Prima di arrivare a spiegare ogni singola classe di cosmetici, è necessario chiarire cos'è un cosmetico e dove si possono reperire informazioni utili sugli ingredienti che lo compongono.
Definizione: qualsiasi sostanza o miscela destinata ad essere applicata sulle superfici esterne del corpo umano (epidermide, sistema pilifero e capelli, unghie, labbra, organi genitali esterni) oppure sui denti e sulle mucose della bocca allo scopo esclusivamente o prevalentemente di pulirli, profumarli, modificarne l'aspetto, proteggerli, mantenerli in buono stato o correggere gli odori corporei.
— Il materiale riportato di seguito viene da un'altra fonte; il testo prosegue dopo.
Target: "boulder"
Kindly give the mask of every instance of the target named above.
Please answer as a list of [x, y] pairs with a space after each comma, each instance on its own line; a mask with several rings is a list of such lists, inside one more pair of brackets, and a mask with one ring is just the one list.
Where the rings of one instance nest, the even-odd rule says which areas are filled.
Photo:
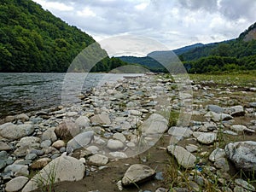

Il 22 dicembre 2009, nella Gazzetta Ufficiale dell'Unione europea, è stato pubblicato il nuovo regolamento sui cosmetici, approvato dal Parlamento europeo e dal Consiglio, allo scopo di armonizzare le disposizioni già esistenti in materia (Direttiva Europea 76/768/CEE e succ. mod.).
Entrata in vigore
Il regolamento è entrato in vigore l'11 gennaio 2010, tuttavia, avrà completa ed effettiva applicazione solo a partire dall'11 luglio 2013.
Scopi
Novità principali
Set di definizioni (articolo 2)
E' stato inserito un set di definizioni finora assente. A titolo meramente esemplificativo, si richiama l'importanza dell'introduzione delle definizioni di immissione e messa a disposizione sul mercato, sul mercato o di fabbricante e distributore che nel corso degli anni avevano dato vita ad un acceso dibattito interpretativo;
Valutazione della sicurezza dei cosmetici (articolo 10)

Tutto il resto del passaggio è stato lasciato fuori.